The electrical conductivity, Seebeck coefficient, and power factor of the PPy–NT/paper are shown in Figure 5. The sample was cycled three times in the measured temperature range from ~300 K to ~370 K. Both the electrical conductivity and Seebeck coefficient are very stable. The electrical conductivity of the composite films increased slowly from ~0.048 S/cm to ~0.068 S/cm (average value for three measurements) as the temperature increased from ~300 K to ~370 K. However, this value is still lower than that of the PPy particle (3.98 S/cm) [2], PPy–NT film (9.81 S/cm) [10], HCl doped PPy–NTs (10.6 S/cm) [11], or PF6 doped PPy–NTs (2.4 S/cm) [11]. It is mainly due to the electrical isolation characteristic of paper [17]. The Seebeck coefficient also increased slowly from ~5.34 μV/K to ~8.21 μV/K (average value for three measurements) as the temperature increased in the measured temperature range. The positive value of the Seebeck coefficient means PPy–NT/paper composite film is a p-type TE material. This value is lower than that of reported elsewhere, such as PPy particle (9.72 μV/K) [2], PPy–NT film (17.68 μV/K) [10], HCl doped PPy–NTs (11.4 μV/K) [11], and PF6 doped PPy–NTs (18.5 μV/K) as well [11].

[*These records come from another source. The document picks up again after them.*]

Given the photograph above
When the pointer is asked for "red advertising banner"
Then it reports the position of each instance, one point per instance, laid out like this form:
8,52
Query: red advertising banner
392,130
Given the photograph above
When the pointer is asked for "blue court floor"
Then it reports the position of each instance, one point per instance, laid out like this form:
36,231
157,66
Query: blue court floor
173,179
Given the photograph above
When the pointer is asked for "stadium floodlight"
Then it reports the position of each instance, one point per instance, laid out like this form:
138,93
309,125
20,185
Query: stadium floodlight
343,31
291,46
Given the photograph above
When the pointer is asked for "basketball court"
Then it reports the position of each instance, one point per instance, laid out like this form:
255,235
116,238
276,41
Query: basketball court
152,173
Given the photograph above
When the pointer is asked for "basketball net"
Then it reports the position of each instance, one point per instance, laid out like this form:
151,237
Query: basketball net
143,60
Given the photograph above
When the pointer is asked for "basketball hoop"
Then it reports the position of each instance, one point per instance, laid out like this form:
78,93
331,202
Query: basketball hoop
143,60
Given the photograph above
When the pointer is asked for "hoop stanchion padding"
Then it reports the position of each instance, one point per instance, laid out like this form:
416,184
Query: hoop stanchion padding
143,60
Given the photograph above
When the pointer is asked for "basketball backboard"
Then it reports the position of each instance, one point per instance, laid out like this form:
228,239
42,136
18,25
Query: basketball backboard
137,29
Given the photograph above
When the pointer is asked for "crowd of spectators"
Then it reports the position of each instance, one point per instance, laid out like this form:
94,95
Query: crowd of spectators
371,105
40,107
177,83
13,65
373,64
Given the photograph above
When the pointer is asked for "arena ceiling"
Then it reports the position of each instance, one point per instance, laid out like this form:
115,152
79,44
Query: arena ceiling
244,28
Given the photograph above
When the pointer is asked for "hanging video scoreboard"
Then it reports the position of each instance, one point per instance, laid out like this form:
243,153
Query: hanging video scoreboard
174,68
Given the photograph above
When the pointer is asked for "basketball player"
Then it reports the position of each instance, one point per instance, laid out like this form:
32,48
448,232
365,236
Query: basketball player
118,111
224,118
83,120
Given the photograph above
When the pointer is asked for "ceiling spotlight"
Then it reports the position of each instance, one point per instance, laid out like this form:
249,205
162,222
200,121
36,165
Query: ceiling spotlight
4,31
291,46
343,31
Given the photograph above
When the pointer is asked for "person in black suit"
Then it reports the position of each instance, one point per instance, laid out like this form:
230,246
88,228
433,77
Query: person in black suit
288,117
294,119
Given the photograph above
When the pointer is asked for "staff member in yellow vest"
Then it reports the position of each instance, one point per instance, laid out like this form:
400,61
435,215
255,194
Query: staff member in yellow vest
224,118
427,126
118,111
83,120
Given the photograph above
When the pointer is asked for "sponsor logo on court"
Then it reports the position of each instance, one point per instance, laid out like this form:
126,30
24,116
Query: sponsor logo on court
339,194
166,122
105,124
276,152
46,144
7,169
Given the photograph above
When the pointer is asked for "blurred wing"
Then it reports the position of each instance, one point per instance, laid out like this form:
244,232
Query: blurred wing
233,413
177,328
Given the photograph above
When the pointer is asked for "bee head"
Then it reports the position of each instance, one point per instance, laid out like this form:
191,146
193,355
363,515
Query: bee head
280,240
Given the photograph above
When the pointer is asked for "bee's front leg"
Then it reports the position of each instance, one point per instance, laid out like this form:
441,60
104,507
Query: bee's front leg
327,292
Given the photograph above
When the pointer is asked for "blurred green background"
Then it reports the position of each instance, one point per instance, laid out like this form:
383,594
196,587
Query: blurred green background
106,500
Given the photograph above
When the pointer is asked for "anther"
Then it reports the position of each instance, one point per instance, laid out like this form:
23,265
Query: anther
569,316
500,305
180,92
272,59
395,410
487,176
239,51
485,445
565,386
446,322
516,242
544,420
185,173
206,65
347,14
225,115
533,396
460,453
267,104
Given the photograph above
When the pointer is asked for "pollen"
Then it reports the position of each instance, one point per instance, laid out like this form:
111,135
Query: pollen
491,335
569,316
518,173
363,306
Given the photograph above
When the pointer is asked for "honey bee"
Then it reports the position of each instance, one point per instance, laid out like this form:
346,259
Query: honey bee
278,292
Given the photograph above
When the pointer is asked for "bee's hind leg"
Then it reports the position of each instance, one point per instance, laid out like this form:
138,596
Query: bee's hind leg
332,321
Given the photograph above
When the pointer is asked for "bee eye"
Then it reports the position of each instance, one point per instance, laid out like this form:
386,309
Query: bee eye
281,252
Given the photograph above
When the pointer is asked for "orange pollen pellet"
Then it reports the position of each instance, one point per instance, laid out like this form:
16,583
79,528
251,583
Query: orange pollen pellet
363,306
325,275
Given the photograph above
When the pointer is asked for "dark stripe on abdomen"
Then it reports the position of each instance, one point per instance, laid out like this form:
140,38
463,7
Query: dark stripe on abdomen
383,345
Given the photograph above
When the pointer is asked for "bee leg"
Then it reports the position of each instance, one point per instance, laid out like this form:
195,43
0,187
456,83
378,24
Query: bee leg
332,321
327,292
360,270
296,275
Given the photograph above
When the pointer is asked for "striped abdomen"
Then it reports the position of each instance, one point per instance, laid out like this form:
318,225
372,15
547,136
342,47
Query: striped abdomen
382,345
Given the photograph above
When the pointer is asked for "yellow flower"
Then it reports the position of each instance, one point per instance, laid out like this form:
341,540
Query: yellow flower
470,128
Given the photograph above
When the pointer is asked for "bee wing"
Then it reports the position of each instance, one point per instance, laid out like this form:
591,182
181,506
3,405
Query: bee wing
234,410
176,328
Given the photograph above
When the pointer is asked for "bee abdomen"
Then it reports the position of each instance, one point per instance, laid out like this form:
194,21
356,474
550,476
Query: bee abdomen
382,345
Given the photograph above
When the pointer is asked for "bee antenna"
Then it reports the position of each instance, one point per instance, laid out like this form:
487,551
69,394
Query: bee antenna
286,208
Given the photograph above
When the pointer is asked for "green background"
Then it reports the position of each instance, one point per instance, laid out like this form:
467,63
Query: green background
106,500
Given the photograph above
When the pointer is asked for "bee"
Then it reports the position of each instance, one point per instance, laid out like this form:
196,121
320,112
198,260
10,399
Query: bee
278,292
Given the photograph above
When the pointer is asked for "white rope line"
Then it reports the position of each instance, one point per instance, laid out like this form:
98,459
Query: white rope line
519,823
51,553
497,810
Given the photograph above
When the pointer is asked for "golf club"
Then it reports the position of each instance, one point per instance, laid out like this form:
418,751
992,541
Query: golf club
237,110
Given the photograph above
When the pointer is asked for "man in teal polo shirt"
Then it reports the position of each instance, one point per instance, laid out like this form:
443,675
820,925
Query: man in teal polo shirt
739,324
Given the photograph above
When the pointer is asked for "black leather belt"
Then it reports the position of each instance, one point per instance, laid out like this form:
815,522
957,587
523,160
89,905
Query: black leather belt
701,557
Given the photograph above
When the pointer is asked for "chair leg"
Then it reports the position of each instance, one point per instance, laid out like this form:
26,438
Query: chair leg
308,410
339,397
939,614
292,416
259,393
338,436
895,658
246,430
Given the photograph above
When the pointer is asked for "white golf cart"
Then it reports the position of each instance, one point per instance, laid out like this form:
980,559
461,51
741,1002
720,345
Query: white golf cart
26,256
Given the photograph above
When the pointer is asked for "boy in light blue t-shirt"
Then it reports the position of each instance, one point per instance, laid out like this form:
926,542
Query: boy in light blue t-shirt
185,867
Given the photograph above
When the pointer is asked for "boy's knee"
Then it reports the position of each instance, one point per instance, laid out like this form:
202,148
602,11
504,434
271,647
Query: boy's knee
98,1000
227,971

The power factor of PPy–NT/paper composite films also increased as the temperature increased from ~300 K to ~370 K, due to the same trend of the electrical conductivity and Seebeck coefficient of the composite films. A high power factor of 4.56 × 10−4 μW·m−1·K−2 (average value for three measurements) has been achieved at ~370 K. The thermal conductivity of the composite films is only 0.1275 W·m−1·K−1 at 300 K, which is much lower than that of inorganic materials, such as SnSe crystal (0.46–0.7 W·m−1·K−1) [18], and PPy–NT films (0.17 W·m−1·K−1) [10]. The thermal conductivity is the sum of electronic contribution and phonon contribution [14], and the electronic contribution is directly proportional to the electrical conductivity. For the PPy–NT/paper composite films, the electrical conductivity is only 0.048 S/cm at 300 K, which may be the main reason of the low thermal conductivity of PPy–NT/paper composite films. The ZT value of 3.2 × 10−7 was obtained at 300 K, which is lower than that of the traditional TE materials (such as Bi–Te based alloys with ZT ~1 [19]) and common thermocouples (e.g., Fe–constantan thermocouple with ZT ~5 × 10−4 [20]). Although this value is too low when compared to inorganic TE materials, e.g., SnSe [18] and BiSbTe [21], and conducting polymer, e.g., PEDOT:PSS [22,23], this is still a facile method to endow paper with stable TE properties. The process can be extended to other conducting polymers and substrates.
4. Conclusions
Flexible PPy–NT/paper composite thermoelectric films have been prepared by an in situ polymerization procedure using methyl orange as a template and paper as the substrate. The composite films show very stable TE properties in three measurements from ~300 K to ~370 K. Both the electrical conductivity and Seebeck coefficient of the PPy–NT/paper nanocomposite films were slowly enhanced as the measured temperature increased. The composite film has a low thermal conductivity of 0.1275 W·m−1·K−1, and a ZT value of 3.2 × 10−7 at ~300 K.
Acknowledgments
This work has been supported by the National Natural Science Foundation of China (61611530550, 61504081), the Program for Professor of Special Appointment (Young Eastern Scholar Program) at Shanghai Institutions of Higher Learning (QD2015039), and the Shanghai Innovation action plan project (17090503600, 15520503400).
Author Contributions
Jun Li performed the experiments, data analysis, and wrote the manuscript. Yong Du designed the experiments and wrote the manuscript. Runping Jia, Shirley Z. Shen, and Jiayue Xu offered valuable discussions in analyses and revised the manuscript.
Conflicts of Interest
The authors declare no conflict of interest.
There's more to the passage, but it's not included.